Beeston St John's
- Full name: Beeston St John's Football Club
- Founded: 1886
- Dissolved: 1895
- Ground: Padgers Road
- Secretary: E. Wright

= Beeston St John's F.C. =

Beeston St John's F.C. was an association football club from Nottingham, active in the late 19th century.

==History==

The first record of the club is from 1886, when it entered the Nottinghamshire Church Football Association Cup. The club however had greater ambitions, and entered the Nottingham Express Challenge Cup for more senior clubs that year, although it lost 7–0 in the first round to Kimberley Town.

The club first made its mark by beating Loughborough Town in a friendly at the end of 1887 - Beeston had turned up to Loughborough to play the second XI, but, after the Town first XI was disappointed in its fixture, offered to play the senior side instead.

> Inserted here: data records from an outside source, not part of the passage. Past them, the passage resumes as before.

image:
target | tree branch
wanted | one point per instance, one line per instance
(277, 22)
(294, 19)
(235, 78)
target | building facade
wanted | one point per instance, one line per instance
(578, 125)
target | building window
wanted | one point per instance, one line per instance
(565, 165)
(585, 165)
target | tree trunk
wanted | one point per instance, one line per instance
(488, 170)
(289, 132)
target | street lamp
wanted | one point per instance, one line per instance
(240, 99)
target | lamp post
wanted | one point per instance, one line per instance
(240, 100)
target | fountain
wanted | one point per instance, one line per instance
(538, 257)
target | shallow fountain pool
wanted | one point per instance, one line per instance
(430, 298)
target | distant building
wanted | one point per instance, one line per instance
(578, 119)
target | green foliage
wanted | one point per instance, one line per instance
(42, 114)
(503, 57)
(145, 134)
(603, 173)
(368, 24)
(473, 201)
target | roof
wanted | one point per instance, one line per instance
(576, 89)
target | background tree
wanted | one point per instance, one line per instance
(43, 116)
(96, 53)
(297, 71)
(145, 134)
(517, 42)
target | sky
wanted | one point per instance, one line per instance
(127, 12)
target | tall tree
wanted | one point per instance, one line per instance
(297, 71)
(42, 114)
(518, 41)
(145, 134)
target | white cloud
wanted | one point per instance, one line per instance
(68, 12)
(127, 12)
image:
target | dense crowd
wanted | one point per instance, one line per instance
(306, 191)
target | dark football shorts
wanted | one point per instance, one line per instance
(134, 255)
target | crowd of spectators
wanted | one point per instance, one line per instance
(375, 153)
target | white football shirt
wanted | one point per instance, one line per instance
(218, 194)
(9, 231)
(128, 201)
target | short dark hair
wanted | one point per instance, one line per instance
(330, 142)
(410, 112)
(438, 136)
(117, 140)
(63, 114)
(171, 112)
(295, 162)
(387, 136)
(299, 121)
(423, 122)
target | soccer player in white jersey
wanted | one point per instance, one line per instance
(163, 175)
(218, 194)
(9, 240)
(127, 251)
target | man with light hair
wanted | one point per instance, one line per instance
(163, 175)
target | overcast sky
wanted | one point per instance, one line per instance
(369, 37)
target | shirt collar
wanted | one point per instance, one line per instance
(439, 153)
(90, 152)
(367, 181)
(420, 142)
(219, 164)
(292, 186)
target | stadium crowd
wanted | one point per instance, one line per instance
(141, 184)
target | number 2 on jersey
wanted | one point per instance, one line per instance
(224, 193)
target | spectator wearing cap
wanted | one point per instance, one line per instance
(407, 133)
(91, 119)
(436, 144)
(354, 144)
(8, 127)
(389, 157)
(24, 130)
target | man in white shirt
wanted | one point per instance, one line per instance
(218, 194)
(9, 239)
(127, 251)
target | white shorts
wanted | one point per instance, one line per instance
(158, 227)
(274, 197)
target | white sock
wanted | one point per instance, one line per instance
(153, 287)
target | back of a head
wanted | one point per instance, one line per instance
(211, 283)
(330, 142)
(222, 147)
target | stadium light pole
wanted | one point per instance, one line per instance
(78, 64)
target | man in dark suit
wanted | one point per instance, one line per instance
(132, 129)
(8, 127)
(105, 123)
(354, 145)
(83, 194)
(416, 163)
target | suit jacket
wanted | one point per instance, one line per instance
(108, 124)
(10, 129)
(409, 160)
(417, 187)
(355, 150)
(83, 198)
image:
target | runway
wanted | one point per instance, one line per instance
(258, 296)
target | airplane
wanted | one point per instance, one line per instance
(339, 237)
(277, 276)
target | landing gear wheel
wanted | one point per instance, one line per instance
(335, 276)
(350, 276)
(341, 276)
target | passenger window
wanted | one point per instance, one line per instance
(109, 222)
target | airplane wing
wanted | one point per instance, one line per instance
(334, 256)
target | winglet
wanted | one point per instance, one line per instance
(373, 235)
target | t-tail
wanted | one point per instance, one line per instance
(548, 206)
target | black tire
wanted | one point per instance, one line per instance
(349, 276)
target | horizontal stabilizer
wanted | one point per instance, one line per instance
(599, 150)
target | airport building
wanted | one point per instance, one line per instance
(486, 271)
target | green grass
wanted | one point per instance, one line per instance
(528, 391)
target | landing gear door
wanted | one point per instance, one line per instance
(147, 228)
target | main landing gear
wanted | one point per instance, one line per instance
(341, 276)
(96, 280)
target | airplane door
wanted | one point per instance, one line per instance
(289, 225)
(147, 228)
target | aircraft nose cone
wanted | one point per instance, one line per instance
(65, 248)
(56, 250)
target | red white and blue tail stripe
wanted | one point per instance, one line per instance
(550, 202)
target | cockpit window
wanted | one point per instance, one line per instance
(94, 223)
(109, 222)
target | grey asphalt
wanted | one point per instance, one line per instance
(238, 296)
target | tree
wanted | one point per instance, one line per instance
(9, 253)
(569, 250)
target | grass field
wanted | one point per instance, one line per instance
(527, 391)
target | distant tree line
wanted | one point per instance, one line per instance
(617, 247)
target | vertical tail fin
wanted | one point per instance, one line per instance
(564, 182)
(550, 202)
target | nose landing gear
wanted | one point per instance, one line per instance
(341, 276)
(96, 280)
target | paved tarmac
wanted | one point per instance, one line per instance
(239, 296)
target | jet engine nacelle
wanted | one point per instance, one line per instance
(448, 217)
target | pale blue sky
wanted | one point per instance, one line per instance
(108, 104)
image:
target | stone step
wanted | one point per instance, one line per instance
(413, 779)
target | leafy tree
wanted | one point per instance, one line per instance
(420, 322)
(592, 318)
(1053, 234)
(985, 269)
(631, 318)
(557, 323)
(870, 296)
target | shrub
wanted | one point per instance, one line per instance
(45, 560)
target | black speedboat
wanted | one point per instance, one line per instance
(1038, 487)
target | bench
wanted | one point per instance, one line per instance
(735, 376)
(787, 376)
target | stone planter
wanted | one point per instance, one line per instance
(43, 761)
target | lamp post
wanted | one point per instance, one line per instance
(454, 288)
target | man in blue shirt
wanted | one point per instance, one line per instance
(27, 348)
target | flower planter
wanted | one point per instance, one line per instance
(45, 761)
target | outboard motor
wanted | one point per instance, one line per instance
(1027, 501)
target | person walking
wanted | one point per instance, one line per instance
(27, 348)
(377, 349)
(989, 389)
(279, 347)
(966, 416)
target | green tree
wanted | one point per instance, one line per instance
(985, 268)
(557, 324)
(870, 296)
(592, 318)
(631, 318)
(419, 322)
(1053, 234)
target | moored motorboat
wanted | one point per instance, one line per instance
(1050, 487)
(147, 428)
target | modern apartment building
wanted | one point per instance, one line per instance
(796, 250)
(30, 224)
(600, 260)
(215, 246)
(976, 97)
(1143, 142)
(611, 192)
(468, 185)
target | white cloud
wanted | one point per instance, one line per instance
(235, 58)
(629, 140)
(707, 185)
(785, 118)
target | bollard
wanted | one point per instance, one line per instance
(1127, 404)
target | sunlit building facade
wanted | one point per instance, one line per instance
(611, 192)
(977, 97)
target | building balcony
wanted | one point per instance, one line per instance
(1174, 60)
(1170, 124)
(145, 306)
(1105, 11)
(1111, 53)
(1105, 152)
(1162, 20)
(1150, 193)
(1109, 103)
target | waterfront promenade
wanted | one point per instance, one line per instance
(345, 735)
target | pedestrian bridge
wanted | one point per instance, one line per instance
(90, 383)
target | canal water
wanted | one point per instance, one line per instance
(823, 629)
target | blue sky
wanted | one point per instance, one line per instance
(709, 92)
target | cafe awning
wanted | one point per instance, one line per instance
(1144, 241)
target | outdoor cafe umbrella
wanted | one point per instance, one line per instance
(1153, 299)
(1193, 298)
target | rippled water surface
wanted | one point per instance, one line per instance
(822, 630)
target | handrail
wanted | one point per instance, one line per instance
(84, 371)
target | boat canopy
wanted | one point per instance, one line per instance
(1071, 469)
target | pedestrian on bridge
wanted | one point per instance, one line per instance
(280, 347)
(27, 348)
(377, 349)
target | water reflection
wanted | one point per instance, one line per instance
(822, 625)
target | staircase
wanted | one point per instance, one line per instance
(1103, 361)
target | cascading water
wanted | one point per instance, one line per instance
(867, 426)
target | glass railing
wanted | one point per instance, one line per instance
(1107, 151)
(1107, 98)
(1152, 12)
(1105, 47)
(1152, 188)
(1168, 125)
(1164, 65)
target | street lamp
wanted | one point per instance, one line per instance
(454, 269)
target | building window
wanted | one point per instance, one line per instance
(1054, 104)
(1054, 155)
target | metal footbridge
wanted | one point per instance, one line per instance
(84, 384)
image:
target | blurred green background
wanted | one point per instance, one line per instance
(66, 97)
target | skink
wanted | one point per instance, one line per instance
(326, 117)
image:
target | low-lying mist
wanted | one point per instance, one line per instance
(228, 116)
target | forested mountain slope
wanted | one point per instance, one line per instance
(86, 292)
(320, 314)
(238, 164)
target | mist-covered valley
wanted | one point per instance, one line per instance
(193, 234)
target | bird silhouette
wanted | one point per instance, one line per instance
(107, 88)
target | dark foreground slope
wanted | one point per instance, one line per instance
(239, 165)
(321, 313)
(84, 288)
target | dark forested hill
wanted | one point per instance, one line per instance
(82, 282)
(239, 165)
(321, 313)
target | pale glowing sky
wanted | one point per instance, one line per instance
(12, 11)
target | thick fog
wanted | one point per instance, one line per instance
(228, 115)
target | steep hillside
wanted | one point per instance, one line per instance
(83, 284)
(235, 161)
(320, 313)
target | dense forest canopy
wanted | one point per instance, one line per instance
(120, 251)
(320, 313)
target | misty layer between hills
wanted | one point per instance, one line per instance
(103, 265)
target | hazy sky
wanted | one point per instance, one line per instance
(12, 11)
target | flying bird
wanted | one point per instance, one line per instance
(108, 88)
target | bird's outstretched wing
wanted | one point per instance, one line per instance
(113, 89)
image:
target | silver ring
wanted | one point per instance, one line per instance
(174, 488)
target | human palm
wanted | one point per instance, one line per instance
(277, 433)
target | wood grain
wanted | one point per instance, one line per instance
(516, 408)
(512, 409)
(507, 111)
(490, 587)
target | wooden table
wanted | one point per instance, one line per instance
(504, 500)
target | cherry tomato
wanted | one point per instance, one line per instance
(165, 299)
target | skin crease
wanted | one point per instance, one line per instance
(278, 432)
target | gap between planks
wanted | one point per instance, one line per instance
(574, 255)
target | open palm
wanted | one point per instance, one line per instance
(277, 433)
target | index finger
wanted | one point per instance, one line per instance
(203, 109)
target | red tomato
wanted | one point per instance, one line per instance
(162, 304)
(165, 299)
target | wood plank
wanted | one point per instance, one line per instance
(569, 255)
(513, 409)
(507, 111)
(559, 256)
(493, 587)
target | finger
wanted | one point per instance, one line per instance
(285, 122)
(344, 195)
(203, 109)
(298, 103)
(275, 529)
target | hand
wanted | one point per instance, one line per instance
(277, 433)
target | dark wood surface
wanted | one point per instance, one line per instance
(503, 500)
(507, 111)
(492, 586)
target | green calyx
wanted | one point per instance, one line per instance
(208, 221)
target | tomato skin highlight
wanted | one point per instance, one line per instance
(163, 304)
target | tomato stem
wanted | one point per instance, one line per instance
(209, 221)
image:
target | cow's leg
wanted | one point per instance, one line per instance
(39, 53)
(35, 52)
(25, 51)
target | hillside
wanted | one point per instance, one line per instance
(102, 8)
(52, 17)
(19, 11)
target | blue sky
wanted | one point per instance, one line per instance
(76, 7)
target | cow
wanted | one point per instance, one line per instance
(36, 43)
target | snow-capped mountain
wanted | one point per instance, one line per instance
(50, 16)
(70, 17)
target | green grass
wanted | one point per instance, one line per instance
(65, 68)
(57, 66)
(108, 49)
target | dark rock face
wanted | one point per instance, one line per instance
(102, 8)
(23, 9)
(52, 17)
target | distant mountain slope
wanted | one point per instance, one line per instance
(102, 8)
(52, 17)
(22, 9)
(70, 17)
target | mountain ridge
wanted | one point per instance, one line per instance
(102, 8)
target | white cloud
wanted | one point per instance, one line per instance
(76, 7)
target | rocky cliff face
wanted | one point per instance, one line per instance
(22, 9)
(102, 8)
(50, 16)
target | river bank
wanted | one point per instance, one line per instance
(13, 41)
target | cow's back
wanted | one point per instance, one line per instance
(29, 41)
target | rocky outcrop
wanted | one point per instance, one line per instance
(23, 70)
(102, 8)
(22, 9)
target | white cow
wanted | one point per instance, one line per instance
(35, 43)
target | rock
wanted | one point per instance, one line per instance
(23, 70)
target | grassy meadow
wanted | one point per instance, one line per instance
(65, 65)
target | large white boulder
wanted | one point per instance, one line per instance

It finished the season by winning the Church Cup with a 1–0 win over Mapperley, in front of 1,200 on the Castle Ground in Nottingham, albeit its opponent was handicapped by losing a man to a broken leg in the first half.

The club therefore entered the FA Cup for 1888–89, although that season qualifying rounds had been brought in. It won its first tie, 2–0 at home to Notts Olympic; in the second qualifying round, the club was drawn away to Notts County. As County also had a scheduled Football League match against Burnley on the same day, County hosted the matches as a double header, and fielded a reserve XI against St Johns - which was still good enough to win 4–2.

The turning professional of Nottingham Forest indirectly prevented the club from proceeding further. A number of the Forest players left to join the amateur side Beeston F.C., and both clubs entered the 1889–90 FA Cup qualifying rounds. Both lost at the first time of asking (St John's to Jardines at home) and St John's did not enter again.

The club played in the Notts League from 1889–90 until 1894–95, but withdrew from the competition in the middle of the latter season, having only won one match in 13; its final recorded match was a 10–2 defeat at Hucknall St John's in December 1894, with two Beeston players having to retire after their boots fell apart. The club disbanded before the 1895–96 season.

==Ground==

The club's ground was at Padgers Road, near the Humber Limited works,

==Notable players==

- Harry Walkerdine, who was made captain of the club in 1889 after a successful first season, but was poached by Notts County after one further match.